Hold'em Tourneys: Short Handed and Heads Up

I’ve been working on my NL Hold’em tournament skills, and I’m pretty good at the early and middle stages; in the ten-seat sit-and-go tournaments I find myself in the top four most of the time. Unfortunately, it’s usually three or four, with the rare foray into the top two. (I am turning a small profit at them, according to PokerTracker, but not as much as it could be.) Frankly, my short game/endgame skills just suck.

None of my books address this very well; I understand that it is a major focus of the second volume of Dan Harrington’s superb Harrington on Hold’em, coming out next month.

In the meantime, I ask the great poker minds of this board–what are some good strategic guidelines for when the seats get empty and the blinds get big? What is your advice for someone who just can’t seem to get over that last hump?

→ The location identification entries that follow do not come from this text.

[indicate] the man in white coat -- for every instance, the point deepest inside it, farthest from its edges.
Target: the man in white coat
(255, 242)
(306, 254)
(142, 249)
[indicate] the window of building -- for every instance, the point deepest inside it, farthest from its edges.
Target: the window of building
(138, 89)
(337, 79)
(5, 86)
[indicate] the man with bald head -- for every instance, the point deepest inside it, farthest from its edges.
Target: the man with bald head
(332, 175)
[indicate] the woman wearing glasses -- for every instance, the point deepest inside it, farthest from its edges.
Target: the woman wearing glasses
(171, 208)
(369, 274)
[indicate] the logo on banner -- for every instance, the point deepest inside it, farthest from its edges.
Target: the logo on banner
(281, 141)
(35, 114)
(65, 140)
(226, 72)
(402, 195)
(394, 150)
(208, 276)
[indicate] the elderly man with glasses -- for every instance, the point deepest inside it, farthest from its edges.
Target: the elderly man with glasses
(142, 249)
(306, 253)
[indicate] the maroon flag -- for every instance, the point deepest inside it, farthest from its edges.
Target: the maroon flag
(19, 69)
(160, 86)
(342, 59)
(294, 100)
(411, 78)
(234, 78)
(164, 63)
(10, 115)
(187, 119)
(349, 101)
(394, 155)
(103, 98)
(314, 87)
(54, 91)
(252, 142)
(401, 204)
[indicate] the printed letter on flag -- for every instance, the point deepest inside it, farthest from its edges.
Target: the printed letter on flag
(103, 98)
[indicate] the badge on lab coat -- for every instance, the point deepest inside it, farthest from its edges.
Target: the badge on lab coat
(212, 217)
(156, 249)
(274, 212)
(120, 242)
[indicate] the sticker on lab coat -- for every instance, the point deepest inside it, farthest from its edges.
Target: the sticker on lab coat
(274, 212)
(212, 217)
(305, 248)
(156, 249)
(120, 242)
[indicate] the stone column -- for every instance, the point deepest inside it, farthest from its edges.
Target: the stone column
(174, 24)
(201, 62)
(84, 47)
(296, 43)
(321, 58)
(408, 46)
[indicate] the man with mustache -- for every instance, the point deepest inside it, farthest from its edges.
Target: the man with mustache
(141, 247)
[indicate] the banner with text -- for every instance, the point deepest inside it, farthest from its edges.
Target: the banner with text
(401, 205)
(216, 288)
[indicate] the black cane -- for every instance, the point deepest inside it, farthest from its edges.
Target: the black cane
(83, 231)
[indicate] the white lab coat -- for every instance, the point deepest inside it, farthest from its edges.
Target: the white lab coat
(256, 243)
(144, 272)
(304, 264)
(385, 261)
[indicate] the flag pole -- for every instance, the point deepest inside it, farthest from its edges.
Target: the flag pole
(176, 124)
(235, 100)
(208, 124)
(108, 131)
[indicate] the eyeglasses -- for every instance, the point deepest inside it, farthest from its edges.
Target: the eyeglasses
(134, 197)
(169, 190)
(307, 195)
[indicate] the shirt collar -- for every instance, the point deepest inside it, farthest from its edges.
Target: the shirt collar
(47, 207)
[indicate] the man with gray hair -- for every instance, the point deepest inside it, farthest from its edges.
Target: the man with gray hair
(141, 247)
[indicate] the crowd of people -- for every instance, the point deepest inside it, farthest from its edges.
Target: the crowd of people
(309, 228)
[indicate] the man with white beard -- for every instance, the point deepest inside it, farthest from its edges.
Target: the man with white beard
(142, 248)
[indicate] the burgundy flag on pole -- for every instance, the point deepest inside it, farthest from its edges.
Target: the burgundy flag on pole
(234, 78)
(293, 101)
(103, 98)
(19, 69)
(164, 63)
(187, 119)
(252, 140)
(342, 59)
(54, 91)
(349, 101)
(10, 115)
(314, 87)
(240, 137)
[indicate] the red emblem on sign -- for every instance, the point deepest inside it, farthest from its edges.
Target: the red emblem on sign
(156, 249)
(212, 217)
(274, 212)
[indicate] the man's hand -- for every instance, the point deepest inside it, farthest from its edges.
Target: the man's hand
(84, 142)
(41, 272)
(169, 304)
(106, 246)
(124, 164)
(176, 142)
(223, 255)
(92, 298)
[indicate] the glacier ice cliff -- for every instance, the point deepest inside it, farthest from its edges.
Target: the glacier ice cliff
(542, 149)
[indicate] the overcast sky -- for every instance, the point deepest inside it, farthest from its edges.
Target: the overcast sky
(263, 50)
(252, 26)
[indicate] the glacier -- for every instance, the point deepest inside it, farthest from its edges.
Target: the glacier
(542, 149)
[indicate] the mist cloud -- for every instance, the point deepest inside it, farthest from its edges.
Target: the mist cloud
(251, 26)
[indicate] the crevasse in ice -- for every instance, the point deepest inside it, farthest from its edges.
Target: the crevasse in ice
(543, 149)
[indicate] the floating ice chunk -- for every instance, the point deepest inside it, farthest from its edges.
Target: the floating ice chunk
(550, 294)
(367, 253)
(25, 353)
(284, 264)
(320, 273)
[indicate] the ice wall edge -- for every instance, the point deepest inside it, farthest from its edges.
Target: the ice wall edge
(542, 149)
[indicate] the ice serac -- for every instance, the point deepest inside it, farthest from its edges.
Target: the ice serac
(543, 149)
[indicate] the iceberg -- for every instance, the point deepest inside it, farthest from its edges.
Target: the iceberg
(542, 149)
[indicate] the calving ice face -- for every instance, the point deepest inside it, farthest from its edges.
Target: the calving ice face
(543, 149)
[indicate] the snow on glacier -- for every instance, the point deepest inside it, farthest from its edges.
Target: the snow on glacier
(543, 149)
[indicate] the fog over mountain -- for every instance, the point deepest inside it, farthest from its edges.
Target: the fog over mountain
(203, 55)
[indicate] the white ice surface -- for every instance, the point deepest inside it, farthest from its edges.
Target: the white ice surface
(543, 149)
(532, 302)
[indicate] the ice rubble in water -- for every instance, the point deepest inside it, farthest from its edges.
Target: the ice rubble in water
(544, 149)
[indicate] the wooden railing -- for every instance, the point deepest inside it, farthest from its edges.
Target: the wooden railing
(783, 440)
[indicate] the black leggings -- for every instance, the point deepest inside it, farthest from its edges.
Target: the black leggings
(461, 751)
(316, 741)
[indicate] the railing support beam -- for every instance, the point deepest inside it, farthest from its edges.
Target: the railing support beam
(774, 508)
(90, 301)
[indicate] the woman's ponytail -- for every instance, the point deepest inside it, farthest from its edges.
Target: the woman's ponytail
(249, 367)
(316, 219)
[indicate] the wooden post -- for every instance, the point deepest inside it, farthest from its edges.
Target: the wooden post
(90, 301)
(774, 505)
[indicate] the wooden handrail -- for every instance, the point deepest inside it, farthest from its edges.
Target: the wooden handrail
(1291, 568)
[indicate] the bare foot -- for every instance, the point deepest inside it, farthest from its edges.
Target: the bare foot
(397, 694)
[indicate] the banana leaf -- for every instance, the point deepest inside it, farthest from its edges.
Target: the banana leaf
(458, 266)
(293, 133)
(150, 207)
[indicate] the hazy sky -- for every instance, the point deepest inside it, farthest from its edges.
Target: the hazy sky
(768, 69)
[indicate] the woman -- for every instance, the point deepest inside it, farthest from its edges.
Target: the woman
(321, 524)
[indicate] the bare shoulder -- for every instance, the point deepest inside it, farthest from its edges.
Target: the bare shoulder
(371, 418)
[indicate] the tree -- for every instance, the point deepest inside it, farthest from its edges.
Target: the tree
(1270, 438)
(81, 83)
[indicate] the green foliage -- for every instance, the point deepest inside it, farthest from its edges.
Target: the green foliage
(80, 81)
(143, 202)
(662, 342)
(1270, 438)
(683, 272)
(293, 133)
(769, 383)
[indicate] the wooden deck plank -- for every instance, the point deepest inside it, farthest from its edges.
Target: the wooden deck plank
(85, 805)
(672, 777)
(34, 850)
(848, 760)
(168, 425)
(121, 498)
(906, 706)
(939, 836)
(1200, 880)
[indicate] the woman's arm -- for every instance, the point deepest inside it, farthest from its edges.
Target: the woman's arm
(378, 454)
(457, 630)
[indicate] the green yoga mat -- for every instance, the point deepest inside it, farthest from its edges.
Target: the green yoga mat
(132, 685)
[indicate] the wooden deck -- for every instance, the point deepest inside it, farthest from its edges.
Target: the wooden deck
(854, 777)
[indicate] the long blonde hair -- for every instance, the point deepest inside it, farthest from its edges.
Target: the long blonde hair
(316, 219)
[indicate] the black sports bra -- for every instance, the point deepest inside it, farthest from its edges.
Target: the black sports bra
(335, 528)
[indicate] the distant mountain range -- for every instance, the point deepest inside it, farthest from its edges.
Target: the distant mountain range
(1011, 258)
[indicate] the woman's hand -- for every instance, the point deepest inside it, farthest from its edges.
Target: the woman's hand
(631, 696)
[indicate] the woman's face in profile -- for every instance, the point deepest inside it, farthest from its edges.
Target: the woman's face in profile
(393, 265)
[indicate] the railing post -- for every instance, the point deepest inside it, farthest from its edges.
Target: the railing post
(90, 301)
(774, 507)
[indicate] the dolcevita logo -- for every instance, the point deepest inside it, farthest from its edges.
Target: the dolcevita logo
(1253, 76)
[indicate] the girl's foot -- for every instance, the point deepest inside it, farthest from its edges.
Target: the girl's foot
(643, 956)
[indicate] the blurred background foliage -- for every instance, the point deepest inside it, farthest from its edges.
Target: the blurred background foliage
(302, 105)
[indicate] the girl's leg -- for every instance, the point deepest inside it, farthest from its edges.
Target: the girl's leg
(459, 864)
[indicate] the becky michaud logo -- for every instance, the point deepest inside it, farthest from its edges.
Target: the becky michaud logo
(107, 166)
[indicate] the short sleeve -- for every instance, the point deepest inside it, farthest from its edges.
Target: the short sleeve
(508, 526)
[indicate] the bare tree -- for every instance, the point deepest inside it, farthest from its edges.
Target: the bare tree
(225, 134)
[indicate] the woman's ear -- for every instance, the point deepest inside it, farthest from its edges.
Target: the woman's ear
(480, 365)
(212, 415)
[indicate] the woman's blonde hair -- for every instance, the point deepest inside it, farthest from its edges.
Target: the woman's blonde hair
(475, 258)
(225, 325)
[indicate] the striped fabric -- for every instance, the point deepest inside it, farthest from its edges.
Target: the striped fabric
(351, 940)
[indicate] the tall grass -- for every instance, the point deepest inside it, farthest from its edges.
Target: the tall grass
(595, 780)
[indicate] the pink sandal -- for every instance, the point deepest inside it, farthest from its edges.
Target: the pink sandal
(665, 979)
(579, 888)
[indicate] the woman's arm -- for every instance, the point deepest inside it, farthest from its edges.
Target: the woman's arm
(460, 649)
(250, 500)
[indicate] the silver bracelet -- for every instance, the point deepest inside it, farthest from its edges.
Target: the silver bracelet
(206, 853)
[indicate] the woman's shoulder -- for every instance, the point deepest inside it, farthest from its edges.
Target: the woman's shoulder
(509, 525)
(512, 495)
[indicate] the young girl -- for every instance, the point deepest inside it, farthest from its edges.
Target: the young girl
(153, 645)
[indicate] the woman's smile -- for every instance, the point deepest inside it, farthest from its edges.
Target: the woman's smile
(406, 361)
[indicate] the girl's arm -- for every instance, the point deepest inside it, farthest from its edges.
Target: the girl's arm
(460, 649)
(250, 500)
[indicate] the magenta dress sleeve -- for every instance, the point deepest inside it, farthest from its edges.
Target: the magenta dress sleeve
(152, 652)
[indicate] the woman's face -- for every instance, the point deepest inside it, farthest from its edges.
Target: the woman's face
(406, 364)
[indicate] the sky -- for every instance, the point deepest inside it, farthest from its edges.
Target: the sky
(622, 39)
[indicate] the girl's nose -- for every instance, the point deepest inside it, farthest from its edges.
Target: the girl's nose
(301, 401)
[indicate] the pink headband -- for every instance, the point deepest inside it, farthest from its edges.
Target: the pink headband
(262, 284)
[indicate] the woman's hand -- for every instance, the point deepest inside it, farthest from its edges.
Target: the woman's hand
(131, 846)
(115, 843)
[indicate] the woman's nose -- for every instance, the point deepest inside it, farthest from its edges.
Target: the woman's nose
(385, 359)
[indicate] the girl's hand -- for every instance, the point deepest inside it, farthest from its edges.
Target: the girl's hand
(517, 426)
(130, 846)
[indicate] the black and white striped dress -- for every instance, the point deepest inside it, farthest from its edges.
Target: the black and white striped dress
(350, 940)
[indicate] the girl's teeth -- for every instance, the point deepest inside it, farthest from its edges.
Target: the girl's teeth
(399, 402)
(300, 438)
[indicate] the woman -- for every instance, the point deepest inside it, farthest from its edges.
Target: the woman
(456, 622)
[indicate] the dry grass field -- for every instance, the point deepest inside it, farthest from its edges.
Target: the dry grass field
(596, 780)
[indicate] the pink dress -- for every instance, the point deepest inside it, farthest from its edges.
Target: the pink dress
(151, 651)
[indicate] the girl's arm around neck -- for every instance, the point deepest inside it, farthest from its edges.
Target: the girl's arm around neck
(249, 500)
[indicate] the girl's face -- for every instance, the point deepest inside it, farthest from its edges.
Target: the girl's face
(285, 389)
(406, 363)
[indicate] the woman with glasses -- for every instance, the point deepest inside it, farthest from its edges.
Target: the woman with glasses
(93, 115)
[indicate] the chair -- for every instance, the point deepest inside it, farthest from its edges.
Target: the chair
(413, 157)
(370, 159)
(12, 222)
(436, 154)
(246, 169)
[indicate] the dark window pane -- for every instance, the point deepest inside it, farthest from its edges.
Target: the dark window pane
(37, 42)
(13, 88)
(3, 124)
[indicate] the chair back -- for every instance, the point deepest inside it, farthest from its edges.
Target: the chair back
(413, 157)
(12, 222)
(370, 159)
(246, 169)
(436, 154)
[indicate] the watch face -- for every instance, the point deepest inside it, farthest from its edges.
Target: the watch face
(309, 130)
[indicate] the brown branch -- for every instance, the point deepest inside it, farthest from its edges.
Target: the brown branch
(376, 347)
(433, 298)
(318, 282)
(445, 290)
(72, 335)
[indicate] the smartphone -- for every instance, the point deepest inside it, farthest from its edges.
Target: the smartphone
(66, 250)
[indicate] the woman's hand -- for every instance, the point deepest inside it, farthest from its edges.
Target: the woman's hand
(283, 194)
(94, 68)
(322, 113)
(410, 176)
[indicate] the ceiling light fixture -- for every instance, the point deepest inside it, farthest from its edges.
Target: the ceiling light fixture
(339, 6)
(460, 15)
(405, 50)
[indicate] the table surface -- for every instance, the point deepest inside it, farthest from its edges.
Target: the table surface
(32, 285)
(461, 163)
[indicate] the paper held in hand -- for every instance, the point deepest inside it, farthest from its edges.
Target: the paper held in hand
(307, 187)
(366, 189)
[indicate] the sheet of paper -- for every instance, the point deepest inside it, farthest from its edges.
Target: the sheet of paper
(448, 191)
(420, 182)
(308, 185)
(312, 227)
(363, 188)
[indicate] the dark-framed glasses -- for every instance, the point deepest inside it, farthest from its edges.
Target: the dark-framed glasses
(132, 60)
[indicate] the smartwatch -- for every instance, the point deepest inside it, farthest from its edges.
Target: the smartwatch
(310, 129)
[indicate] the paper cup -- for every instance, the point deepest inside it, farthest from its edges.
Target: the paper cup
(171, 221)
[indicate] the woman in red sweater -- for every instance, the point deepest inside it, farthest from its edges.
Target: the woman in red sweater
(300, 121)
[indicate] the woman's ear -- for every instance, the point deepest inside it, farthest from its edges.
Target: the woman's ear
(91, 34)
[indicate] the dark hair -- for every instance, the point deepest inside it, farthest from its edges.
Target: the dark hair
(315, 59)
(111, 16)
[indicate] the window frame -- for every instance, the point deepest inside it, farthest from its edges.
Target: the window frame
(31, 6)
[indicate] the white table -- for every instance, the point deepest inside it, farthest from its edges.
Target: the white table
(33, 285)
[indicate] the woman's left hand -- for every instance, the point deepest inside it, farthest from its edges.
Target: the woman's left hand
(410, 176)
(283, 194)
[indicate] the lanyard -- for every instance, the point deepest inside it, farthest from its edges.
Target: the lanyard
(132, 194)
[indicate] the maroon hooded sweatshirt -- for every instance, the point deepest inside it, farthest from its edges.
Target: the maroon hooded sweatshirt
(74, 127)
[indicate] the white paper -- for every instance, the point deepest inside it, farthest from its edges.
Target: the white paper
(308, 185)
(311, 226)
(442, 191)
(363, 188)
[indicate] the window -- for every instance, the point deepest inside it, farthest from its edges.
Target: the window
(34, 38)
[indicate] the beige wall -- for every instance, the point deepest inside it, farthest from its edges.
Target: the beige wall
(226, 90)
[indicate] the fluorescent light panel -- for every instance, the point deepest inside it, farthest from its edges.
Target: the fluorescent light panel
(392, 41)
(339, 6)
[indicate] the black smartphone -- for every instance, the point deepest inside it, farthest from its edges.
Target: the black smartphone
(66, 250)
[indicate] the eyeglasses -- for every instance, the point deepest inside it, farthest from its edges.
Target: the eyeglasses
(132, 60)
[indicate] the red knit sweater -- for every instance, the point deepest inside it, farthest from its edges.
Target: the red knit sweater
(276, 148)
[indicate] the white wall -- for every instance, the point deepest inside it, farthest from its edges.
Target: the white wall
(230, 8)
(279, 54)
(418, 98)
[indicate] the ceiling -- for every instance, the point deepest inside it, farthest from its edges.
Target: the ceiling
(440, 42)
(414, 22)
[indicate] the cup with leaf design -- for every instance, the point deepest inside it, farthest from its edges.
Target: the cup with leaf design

Is your goal to win or to cash? If you just want to cash, shut down when it’s down to four and let someone else get blinded/busted out first. If your goal is to win, what works for me if I have a deep enough stack is to pound the blinds and/or short stack with pretty much any hand with possibility. I rarely call when it’s bubble time; raise or fold. Some of my success with this move is because I tend to play very tight in the early stages so I have the table image to help me get away with steals.

All advice subject to change based on any of about 50 factors.

Oh, and heads up, raise raise raise.

Otto, if the SDMB was one of those forums where members could buy other members custom titles, I would buy you one that said King of Hold 'Em. You show up in Hold 'Em threads like I show up in NA$CAR threads. :smiley:

That being said, your advice is dead on IMO. Once you get to heads up, the shittiest of hands will win, so it becomes more about the betting. If you have a decent hand (any paint, any pocket pair, any running pocket cards) bet big.

What Otto said.

The value of suited cards goes down. The value of card rank goes up. Aggresion becomes more important. Psychology enters into the game at this point in a big way. As a short-handed or heads-up match progresses, there’s sort of an ebb and flow that takes place. As the cards are dealt, pure randomness dictates that players will get runs of good and bad ‘luck’, for short periods and long. If you win a couple of hands in a row you start to gain a psychological edge over your opponent. If you can learn to exploit that, know when to lean in on the other player and when to back off, you can control the game.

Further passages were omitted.